Attic trusses fit the width and span of your roof. Unlike a standard stick-frame roof, which is open beneath the rafters, trusses have support rails that run at angles from the bottom of the truss to the top and sides of the truss. Because of this, you can't finish out your attic, but you can insulate it to reduce your energy bills.
Cut batt insulation to fit along the roof eave. This is the narrow wedge area at the edge of the attic where the roof meets the attic floor.
Position one insulation batt along each eave, but don't force it back into the narrow wedge space. The batt will serve as an insulating barrier that blocks the blown-in insulation from filtering into the vents in the eave.
Block around can lights by cutting a circle 4 inches larger than the diameter of the can from an insulation batt. Place the hole in the batt around the can. Center the batt so the insulation is at least 2 inches away on all sides from the can. Use a utility knife to cut out the shape.
Place a lightweight scrap of thin drywall or plywood over every can light to keep blown-insulation from filtering next to the cans.
Block around any type of heat vent that runs through the attic, such as the chimney of a wood stove. You may use drywall or plywood. Cut pieces to form a barrier around the pipe. Keep the block at least 8 inches away from heated pipes on all sides. Check local building code to determine the exact distance required in your community.
Measure from the drywall between the trusses up to the desired insulation height and make marks on a few trusses with a pencil. Determine this measurement by the degree of insulation you want. Look at the chart on the insulation bags to determine how many inches you must blow in to obtain the desired insulating factor. These marks will serve as a visual guide when blowing in the insulation.
Start at the perimeter of the attic and turn the blower on.
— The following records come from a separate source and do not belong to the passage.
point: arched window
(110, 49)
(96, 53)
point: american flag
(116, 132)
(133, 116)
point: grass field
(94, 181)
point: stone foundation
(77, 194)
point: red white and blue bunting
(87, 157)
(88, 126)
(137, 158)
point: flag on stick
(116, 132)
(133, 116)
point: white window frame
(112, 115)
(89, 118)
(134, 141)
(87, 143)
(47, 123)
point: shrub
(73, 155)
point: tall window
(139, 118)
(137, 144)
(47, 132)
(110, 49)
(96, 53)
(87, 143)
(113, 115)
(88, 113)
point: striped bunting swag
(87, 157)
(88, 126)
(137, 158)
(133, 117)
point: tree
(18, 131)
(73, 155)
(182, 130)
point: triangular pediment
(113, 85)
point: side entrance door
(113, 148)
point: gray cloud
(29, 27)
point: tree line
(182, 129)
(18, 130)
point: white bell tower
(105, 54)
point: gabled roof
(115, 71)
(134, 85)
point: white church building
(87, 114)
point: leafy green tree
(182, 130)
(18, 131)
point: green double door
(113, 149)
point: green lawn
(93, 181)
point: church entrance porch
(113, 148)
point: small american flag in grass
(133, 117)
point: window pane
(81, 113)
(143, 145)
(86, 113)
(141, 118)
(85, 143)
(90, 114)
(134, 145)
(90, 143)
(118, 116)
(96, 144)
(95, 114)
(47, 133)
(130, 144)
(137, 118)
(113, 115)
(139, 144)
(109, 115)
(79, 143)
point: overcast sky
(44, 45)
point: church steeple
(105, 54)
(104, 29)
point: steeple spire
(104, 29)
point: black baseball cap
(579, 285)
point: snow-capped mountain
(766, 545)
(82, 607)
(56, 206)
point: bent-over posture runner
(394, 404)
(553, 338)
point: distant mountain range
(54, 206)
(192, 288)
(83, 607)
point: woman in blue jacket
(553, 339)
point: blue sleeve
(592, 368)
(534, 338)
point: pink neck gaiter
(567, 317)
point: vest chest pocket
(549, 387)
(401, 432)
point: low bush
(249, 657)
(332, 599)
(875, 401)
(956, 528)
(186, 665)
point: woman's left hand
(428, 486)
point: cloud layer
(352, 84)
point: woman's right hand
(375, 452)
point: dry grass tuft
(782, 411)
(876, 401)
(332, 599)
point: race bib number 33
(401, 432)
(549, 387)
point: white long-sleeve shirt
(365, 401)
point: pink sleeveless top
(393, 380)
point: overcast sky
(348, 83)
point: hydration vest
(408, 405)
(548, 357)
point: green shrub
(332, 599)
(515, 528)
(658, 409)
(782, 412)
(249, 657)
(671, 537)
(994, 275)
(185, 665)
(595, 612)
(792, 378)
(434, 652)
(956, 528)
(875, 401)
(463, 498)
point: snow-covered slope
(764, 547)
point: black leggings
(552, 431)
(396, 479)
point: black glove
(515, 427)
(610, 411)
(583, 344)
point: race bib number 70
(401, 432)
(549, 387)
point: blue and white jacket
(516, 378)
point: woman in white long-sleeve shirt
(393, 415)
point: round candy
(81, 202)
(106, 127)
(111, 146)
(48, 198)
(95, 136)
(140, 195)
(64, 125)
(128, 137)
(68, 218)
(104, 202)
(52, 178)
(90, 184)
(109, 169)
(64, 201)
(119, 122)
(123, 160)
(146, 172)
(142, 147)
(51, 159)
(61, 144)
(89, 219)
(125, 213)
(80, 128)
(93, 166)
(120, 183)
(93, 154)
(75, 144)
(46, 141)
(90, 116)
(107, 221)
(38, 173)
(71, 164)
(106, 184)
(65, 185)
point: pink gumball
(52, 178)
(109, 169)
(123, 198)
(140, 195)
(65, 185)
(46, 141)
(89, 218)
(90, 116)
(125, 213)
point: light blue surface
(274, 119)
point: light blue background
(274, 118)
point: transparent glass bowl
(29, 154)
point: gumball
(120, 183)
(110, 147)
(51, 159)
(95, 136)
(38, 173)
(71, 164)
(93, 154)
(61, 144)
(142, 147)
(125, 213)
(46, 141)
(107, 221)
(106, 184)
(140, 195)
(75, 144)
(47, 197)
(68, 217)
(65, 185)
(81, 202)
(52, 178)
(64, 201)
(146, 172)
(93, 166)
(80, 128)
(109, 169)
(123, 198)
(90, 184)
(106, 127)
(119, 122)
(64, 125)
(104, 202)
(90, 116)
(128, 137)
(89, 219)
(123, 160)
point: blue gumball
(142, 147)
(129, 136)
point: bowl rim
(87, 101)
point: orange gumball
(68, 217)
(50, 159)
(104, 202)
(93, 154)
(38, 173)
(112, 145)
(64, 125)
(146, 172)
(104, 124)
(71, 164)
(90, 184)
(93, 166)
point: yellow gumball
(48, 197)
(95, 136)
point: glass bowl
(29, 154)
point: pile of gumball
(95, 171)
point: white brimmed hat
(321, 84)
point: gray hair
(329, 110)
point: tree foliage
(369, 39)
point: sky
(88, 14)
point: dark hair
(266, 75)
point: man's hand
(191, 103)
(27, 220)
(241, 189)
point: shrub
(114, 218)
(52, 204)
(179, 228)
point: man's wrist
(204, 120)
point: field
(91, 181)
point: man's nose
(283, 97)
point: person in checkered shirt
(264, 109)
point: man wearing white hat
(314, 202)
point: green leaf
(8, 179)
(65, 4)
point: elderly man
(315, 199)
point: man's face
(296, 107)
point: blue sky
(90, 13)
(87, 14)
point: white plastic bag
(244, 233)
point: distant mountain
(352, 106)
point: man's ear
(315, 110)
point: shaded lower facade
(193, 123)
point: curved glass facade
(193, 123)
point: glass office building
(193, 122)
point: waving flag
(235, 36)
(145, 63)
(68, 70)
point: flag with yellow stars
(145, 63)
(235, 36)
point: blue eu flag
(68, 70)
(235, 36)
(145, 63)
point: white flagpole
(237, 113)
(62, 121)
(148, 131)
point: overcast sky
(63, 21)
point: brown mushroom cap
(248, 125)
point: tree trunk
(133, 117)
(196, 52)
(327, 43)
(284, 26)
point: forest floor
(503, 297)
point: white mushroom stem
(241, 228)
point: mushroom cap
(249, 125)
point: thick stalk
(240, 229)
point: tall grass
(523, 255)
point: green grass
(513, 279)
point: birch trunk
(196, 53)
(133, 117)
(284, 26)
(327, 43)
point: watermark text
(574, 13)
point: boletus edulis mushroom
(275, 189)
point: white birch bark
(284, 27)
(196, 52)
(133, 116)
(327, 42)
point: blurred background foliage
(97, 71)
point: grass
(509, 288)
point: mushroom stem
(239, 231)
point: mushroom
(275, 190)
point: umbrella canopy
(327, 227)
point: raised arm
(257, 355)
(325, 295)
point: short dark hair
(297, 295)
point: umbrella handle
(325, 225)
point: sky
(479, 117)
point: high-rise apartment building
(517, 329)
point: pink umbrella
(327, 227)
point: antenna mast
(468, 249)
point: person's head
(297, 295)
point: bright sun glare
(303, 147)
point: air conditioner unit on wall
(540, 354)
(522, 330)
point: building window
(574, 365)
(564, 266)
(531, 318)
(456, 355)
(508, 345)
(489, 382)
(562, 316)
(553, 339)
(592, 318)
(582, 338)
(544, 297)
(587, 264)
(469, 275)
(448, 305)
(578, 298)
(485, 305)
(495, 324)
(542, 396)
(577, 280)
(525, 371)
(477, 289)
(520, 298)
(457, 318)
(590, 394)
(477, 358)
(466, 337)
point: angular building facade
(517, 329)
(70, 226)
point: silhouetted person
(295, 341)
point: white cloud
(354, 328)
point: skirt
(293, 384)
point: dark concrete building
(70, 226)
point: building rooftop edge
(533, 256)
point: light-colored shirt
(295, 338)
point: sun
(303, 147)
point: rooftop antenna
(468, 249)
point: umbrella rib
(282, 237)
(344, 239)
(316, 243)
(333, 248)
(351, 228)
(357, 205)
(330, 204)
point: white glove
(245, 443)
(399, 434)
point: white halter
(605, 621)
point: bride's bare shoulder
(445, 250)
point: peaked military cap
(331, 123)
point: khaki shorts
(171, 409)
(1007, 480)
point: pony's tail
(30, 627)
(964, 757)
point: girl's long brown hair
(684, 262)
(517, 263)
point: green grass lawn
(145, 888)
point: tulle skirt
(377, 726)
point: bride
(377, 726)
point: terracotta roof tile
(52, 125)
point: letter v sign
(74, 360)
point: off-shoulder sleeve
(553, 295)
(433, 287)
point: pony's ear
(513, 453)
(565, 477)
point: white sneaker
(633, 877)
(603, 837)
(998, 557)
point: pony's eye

The insulation fibres will shoot out, but not with force. Move the hose back and forth to distribute the fibres lightly and evenly between the trusses. Use an assistant to feed insulation continuously into the hopper unit, positioned on the floor below the attic.
Work your way toward the attic access hole. When you near the hole, step down on the ladder and add more insulation around the hole.
Cut a piece of batt insulation to fit over the inside of your attic access door, since that spot is tough to reach with blown-in insulation.
Wear a full respirator, protective eyewear, and pull on disposable coveralls over your clothing. A hat that has a wide brim increases visibility, since it catches the fibres that fall directly in front of your face.
Step on the trusses as you walk about the attic. The only thing separating the attic from the room below is a layer of drywall and it won't hold your weight.